Nel settore pubblico internazionale, infine, gli IPSAS (n. 23, punti 37 e 38) – laddove venga adottata la contabilità accrual e la partita doppia – si limitano a prescrivere la necessità di verificare se il trasferimento ha le caratteristiche di un “provento” o di un “conferimento di proprietà”, con le conseguenze contabili che ne derivano.

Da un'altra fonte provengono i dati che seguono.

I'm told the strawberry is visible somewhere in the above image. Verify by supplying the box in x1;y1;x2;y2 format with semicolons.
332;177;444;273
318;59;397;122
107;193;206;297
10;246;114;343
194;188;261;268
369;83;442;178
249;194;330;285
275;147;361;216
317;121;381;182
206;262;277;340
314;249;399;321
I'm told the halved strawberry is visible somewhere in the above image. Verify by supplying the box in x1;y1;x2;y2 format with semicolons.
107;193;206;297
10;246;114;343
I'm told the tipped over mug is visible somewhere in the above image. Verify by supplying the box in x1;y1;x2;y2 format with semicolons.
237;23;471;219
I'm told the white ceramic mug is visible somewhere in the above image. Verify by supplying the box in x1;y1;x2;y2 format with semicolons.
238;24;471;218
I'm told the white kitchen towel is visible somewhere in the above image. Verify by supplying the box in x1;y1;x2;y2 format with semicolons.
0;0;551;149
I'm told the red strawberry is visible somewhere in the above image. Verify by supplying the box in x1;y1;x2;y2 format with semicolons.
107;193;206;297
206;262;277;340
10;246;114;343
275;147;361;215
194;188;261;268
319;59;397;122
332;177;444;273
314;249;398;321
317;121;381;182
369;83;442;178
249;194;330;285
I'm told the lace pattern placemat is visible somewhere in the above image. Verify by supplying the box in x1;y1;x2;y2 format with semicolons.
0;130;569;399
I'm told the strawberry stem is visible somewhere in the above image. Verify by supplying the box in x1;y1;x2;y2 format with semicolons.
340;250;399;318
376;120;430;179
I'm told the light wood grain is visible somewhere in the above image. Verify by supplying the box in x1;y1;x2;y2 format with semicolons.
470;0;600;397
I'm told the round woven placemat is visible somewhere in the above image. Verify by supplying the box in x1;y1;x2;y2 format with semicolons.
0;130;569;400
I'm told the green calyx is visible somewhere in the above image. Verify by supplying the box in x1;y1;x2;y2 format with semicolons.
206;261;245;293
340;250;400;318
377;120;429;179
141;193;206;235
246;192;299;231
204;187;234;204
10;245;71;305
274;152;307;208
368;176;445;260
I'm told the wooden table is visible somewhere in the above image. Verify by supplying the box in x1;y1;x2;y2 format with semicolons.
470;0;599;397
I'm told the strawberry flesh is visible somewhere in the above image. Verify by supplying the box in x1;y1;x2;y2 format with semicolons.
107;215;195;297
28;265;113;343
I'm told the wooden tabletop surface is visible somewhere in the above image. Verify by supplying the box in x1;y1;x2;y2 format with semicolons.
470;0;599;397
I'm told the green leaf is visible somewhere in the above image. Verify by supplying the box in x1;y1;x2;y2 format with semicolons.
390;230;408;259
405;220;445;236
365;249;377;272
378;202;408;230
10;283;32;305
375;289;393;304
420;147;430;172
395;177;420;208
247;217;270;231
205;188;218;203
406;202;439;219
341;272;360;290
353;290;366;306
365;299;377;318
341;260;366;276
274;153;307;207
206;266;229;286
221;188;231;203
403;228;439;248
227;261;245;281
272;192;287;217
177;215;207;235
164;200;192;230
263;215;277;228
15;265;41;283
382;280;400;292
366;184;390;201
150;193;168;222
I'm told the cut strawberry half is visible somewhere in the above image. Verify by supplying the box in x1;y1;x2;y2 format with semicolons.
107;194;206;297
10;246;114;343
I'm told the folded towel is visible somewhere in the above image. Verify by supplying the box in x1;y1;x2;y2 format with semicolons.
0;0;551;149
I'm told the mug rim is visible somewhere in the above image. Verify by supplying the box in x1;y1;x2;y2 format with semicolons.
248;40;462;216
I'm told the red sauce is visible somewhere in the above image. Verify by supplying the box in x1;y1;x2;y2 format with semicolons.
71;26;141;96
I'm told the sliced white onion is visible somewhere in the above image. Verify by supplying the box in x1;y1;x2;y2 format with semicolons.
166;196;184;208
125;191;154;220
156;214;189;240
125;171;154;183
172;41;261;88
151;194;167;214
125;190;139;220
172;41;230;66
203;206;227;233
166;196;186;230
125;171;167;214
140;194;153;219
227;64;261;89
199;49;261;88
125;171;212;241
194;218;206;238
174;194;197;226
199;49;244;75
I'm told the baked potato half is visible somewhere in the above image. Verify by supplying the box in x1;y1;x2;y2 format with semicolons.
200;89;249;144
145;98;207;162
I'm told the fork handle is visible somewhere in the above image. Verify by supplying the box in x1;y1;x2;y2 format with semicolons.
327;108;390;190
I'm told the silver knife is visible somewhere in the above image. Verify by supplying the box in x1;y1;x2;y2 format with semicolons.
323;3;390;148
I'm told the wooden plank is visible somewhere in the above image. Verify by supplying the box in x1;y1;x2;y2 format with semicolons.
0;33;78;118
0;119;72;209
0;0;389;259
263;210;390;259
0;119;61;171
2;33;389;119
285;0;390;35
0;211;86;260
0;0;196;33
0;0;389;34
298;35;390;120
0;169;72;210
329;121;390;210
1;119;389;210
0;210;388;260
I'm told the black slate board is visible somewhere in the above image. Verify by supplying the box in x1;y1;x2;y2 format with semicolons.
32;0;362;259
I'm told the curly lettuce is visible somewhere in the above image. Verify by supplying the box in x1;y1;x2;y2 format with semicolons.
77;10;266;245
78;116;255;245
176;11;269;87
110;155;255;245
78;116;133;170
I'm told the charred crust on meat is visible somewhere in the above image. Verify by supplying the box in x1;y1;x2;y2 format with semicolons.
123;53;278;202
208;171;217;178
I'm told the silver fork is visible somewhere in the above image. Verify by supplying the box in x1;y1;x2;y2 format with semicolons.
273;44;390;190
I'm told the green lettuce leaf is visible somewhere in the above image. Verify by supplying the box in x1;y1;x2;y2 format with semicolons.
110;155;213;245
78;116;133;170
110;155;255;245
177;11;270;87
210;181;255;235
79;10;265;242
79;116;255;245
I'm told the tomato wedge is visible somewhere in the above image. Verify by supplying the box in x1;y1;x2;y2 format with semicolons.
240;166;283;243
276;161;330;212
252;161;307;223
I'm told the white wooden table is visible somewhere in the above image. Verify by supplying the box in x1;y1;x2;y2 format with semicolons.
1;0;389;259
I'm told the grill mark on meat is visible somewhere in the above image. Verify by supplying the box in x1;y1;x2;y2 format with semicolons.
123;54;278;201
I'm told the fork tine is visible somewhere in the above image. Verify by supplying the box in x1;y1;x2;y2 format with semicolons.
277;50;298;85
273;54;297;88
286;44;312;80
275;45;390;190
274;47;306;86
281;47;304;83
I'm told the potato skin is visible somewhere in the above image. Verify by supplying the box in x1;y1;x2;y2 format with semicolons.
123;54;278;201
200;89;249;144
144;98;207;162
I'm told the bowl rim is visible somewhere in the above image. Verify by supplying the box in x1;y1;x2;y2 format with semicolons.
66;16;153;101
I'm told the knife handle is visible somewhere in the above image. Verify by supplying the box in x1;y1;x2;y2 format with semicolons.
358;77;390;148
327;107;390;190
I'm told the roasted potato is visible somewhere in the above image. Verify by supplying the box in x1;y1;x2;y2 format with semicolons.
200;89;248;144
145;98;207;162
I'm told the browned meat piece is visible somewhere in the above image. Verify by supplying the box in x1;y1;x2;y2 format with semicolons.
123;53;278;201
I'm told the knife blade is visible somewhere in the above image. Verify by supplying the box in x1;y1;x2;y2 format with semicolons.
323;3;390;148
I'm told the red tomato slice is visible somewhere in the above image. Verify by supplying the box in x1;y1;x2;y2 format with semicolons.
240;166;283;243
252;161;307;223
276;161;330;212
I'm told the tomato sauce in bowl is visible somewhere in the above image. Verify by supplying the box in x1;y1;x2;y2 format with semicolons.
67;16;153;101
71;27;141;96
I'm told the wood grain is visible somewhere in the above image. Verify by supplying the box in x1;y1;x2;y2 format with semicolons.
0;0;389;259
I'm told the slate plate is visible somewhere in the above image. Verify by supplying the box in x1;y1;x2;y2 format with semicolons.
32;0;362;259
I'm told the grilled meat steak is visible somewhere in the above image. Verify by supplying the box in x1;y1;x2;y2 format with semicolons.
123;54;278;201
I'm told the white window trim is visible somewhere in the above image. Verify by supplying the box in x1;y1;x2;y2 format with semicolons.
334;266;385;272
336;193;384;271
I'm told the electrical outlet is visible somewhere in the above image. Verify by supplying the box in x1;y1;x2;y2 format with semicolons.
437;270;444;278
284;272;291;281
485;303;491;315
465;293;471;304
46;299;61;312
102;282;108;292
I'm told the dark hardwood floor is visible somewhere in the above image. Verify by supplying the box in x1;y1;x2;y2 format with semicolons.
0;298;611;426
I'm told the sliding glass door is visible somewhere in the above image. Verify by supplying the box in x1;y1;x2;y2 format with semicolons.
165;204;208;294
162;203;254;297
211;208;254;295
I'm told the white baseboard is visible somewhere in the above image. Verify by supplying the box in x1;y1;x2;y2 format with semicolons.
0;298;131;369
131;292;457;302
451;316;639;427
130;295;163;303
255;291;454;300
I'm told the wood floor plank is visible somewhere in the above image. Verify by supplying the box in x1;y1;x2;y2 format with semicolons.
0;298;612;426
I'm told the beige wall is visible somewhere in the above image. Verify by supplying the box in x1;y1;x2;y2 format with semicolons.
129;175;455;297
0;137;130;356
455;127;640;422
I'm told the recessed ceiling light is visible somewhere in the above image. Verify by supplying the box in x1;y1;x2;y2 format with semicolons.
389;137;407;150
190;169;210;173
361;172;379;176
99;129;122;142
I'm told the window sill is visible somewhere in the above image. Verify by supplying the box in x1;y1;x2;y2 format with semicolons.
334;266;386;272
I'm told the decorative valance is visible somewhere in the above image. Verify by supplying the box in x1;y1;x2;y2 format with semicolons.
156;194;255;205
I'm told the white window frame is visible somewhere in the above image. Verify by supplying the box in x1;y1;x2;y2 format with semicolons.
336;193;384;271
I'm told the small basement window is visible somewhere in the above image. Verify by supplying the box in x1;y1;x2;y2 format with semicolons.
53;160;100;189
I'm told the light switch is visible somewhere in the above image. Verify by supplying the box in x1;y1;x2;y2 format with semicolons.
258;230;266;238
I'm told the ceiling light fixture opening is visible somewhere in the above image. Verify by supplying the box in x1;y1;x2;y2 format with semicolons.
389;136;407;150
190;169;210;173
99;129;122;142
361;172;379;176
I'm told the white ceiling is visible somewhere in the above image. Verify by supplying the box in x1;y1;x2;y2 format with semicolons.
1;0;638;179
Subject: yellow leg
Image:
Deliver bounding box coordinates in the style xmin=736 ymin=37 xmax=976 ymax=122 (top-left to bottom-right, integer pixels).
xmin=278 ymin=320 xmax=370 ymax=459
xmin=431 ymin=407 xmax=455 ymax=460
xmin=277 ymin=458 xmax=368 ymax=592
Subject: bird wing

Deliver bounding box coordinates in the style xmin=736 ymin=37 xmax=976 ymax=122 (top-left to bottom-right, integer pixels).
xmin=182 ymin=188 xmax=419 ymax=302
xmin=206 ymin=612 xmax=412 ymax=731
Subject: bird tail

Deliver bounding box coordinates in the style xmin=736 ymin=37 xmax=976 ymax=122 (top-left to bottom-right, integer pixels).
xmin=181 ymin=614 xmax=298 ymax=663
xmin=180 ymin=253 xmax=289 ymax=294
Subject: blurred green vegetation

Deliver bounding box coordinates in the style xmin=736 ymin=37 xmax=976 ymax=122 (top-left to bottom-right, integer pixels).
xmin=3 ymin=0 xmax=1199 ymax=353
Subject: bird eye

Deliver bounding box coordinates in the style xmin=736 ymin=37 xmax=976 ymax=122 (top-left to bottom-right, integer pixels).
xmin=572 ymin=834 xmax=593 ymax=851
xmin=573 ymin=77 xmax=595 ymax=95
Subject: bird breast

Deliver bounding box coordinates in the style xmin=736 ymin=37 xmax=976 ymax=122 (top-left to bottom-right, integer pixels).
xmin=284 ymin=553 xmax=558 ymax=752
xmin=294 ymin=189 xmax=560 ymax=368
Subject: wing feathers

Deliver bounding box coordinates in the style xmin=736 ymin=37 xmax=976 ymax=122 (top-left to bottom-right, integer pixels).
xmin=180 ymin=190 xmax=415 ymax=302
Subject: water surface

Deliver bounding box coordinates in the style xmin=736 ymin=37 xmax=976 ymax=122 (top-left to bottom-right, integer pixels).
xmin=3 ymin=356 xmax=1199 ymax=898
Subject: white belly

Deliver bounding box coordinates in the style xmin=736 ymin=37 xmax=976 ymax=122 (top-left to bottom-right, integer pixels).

Sulla base di tale disamina l’IPSAS n. 23 autorizza, impliciter, ad adottare il metodo reddituale (accendendo analoghi meccanismi di riserva tra le passività per garantire il rispetto del principio della competenza economica, anche con un debito pluriennale) ovvero il metodo patrimoniale (ponendolo a patrimonio netto), senza in nessun modo procedere a commistione tra le due differenti tecniche contabili che le due scelte rappresentative presuppongono.

In definitiva, alla luce degli standards contabili:

  1. a) se si fa prevalere la prospettiva della stabile destinazione all’attività aziendale del contributo in conto capitale, (specie dopo l’adempimento del dovere pubblico di destinazione, con l’acquisto del bene al quale il contributo è destinato) occorre considerare il contributo stesso come “capitale di rischio” (a carattere straordinario) e, nell’ottica della solidarietà intergenerazionale e della continuità aziendale, a garanzia della continuità aziendale, il conto economico deve registrare “ricavi” sufficienti ad auto-finanziare l’acquisto futuro di altri cespiti della stessa natura, tramite la “copertura” dei costi di ammortamento. Ciò anche in considerazione di due dati di realtà: a) il valore dei cespiti decade col tempo e con l’uso (ammortamento); b) data la limitatezza delle risorse pubbliche che forniscono “il contributo in conto impianti”, non c’è nessuna garanzia che tale elargizione pubblica in futuro sarà nuovamente erogata;
  2. b) per contro, se si intende valorizzare la destinazione del contributo all’acquisto del cespite ed il carattere “esterno” del finanziamento, allora occorre considerare che tramite la “sterilizzazione” la fonte dell’acquisto si collega direttamente a costi e debiti “reali”, relativi all’ammortamento. In tal caso, non è ammissibile la contabilizzazione diretta a “patrimonio netto” del contributo, in quanto – così facendo – si aumenta direttamente la consistenza patrimoniale mediante una componente che si comporta, invece ed in tutto, come una passività.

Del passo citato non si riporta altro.